C’est pourquoi ils ont pu découvrir, le temps d’un après-midi, les richesses offertes par les trois religions monothéistes en pénétrant dans l’intimité de celles-ci.

Les lieux choisis furent l’église Notre-Dame au Sablon, la Grande Mosquée de Bruxelles et le centre communautaire laïc juif « David Susskind »: une rencontre impressionnante et remplie de découvertes.

Iles de Paix

Texte rédigé par les élèves eux-mêmes:

Dans le cadre du cours de religion, nous avons, nous élèves de 1reB, participé à la campagne “Iles de Paix” de l’édition 2018 et au petit concours “de meilleures récoltes” organisé par notre école. Pour ce faire, notre professeur nous a lancés dans un projet audacieux qui aboutissait sur l’écriture d’une lettre informative à propos des projets “d’Iles de Paix”. Afin d’être correctement outillés et de pouvoir vendre les modules et bracelets (au prix de 5€ l’unité), nous nous sommes renseignés en regardant les différents reportages à propos des actions concrètes sur le terrain.

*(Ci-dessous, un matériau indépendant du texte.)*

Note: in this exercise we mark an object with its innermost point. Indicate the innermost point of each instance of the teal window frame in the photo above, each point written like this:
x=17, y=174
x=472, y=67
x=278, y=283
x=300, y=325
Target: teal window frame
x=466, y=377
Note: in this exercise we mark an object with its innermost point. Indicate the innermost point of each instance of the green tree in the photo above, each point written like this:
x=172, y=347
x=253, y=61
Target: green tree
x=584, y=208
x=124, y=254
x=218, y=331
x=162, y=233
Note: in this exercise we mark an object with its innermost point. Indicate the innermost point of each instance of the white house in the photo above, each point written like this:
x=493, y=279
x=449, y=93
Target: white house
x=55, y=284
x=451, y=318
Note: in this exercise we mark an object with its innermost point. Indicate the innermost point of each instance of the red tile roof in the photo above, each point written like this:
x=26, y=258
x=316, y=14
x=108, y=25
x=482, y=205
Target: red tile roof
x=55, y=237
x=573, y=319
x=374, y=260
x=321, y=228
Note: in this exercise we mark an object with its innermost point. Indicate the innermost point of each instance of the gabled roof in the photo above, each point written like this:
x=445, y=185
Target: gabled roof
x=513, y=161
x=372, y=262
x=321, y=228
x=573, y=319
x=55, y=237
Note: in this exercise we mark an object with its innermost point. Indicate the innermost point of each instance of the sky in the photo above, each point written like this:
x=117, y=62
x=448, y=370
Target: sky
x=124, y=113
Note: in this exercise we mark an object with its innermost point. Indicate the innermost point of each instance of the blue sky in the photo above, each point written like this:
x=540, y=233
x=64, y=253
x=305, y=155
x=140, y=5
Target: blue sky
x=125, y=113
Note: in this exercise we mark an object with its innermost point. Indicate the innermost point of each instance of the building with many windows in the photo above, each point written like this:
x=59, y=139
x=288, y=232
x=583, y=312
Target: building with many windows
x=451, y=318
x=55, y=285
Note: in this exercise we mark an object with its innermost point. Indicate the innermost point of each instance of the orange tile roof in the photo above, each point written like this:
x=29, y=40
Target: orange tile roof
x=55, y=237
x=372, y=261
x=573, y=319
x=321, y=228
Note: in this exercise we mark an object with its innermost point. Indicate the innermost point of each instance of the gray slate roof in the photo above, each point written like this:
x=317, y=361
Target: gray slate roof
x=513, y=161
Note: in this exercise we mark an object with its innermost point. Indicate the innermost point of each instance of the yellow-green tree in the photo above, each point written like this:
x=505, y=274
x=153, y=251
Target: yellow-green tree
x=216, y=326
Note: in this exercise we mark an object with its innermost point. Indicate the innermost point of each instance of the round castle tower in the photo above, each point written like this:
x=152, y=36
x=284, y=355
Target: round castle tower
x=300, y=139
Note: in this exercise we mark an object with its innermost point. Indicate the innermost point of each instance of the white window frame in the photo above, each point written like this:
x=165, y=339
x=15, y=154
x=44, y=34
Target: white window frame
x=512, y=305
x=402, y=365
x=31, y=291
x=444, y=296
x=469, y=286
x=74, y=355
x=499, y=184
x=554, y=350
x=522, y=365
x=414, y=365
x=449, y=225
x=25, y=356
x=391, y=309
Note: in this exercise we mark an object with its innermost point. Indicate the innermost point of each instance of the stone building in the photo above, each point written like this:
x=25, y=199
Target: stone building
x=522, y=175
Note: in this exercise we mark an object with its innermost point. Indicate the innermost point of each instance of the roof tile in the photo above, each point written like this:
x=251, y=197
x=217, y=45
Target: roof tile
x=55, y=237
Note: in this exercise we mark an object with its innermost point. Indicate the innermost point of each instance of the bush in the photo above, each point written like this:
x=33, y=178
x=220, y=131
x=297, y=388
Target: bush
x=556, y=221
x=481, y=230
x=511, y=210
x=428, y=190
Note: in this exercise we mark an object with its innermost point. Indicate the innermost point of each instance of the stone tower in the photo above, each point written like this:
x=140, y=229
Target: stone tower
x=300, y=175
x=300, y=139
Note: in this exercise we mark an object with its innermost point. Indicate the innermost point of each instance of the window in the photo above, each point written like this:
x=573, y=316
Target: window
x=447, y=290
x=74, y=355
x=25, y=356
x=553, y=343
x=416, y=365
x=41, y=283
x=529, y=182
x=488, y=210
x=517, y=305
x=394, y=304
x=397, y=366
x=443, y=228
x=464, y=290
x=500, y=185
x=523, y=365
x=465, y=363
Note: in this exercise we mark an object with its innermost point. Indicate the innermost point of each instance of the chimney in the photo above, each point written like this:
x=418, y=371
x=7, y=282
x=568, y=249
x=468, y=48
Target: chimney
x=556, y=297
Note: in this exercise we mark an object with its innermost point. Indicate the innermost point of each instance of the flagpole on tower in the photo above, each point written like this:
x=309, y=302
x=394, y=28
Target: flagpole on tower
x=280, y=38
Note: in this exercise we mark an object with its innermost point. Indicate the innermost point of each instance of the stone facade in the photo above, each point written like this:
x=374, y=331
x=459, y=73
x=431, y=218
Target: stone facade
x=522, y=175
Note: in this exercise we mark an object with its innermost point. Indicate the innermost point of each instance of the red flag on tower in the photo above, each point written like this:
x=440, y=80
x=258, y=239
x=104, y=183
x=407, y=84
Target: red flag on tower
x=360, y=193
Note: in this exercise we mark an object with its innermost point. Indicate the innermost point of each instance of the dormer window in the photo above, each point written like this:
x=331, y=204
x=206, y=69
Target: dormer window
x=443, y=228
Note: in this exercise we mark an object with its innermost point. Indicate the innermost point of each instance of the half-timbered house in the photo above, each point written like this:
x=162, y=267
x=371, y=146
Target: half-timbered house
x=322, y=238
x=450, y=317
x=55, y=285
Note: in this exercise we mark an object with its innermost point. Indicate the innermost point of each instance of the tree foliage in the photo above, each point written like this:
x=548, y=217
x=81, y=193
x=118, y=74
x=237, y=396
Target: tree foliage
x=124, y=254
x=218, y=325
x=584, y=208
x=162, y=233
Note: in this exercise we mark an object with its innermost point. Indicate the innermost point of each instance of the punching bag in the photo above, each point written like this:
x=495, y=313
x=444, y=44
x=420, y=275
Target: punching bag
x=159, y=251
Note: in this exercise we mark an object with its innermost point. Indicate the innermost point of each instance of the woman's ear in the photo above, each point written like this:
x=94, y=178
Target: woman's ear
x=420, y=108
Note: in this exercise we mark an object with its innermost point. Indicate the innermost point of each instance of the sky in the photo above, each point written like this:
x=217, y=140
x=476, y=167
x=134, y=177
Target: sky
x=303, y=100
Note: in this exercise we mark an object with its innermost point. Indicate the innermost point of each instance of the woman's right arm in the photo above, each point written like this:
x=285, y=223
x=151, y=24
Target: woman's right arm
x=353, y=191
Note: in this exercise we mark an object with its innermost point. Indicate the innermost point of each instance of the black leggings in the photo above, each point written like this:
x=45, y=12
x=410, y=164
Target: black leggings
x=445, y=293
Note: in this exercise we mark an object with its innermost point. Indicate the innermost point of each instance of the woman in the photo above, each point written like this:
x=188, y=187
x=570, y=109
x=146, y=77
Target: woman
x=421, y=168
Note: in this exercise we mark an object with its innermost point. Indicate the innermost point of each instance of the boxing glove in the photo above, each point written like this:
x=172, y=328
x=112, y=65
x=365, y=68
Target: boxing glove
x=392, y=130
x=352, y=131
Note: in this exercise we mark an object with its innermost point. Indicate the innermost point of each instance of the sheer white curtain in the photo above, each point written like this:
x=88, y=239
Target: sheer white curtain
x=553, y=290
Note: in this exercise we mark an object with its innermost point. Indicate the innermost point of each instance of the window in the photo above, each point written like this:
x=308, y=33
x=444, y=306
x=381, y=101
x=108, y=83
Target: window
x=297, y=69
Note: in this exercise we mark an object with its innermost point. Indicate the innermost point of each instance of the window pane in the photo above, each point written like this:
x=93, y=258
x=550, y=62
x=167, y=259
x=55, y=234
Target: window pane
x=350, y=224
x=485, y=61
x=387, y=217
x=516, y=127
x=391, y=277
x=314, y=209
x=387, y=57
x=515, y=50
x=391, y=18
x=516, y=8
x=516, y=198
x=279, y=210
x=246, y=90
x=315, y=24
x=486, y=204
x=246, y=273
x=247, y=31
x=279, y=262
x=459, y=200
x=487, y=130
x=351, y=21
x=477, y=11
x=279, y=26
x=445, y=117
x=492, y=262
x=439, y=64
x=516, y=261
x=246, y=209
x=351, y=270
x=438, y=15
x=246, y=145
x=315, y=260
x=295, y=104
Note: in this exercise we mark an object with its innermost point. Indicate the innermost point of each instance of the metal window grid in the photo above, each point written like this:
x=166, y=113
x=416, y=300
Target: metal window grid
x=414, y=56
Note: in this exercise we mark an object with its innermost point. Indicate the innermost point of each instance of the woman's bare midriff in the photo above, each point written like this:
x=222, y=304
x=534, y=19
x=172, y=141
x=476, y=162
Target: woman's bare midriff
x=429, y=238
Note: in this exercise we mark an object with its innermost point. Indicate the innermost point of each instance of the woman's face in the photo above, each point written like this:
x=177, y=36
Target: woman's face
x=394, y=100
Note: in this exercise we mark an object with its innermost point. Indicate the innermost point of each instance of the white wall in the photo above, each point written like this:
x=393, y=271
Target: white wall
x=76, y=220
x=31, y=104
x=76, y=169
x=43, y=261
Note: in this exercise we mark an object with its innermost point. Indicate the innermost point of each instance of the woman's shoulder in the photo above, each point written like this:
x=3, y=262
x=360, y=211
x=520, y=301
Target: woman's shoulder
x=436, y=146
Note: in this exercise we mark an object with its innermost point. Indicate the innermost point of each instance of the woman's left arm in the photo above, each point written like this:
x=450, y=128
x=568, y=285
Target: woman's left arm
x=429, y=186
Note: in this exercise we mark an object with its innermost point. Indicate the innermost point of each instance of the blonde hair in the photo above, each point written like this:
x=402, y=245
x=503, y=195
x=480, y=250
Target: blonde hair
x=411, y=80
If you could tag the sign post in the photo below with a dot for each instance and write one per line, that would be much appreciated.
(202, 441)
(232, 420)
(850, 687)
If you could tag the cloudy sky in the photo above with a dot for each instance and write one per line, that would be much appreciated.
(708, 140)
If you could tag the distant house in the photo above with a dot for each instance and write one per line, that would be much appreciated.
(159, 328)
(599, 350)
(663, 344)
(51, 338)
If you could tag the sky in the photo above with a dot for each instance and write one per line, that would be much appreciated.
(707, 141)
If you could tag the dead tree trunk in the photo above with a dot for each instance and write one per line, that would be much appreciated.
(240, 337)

Tout d’abord, “Iles de Paix” est une organisation belge humanitaire et pluraliste. Elle a été créée en 1962 par Dominique Pire. Cette organisation aide les pays pauvres ou en difficultés tels que la Tanzanie, le Pérou, le Bénin ou le Burkina Faso à mieux vivre sans forcément oublier les traditions ou les supprimer. Par exemple, en Tanzanie, les hommes et les animaux buvaient la même eau et il leur fallait quatre heures afin d’arriver à cette source. Dès lors, ils ont décidé de construire des points d’eau près des villages. Au Pérou, l’eau n’était pas potable du tout, l’élevage des cochons d’Inde était déplorable (grande source de revenus) et la déforestation faisait des ravages. C’est pourquoi “Iles de Paix” a installé 1600 robinets d’eau potable et a donné des cours pour favoriser les rendements de leurs nombreuses ventes de cochons d’Inde. Enfin, au Bénin, il y a les porteuses d’eau qui font de quatre à douze kilomètres par jour pour récolter vingt litres d’eau. À cause de cela, les filles ne peuvent pas aller à l’école, car les mères les gardent pour les corvées “eau, bois…” ce qui engendre immanquablement un manque d’éducation scolaire, une discrimination par rapport aux garçons qui vont à l’école et des problèmes physiques (douleurs au dos). Ici, l’organisme a placé de grandes cuves à eau près des villages afin que les jeunes filles ne doivent plus se rendre aussi loin et puissent dès lors aller à l’école.

En conclusion, grâce à cette expérience, nous avons été sensibilisés à l’éducation à la citoyenneté, à notre ouverture par rapport au monde qui nous entoure et, il faut également le souligner, à l’exigence de l’écriture d’une lettre. Nous ressortons de ce projet davantage plus touchés par rapport aux difficultés ressenties dans certains pays du monde. Nous avons, à notre échelle, pu apporter notre petite pierre à l’édifice. Nous sommes fiers d’avoir participé à ce concours et de l’avoir remporté en récoltant plus de 250€.

Nous remercions du fond du cœur les personnes qui ont collaboré au projet et nous espérons, grâce à cette lettre écrite en collaboration avec toute la classe et notre professeur de religion, vous avoir permis d’en apprendre davantage sur cette organisation.

“Si je reçois un poisson, je mangerai un jour; si j’apprends à pêcher, je mangerai toute ma vie” (slogan d'”Iles de Paix”).

Manal Arssi, Kardelen Unver, Lucie Cordero, Quera-Lyse Kedena, Alonna Vansevenant, Elisabeth Ozturk, Julia Riesi, Camilla Akhmedova, Bénédicte Mulenda, Salima Lutonadio, Matteo Migliorisi, Oskar Eppe, Wilson Ezin, Keyan, Kayla Hoffmann et Monsieur Axel Nulluy, professeur de religion et responsable du projet.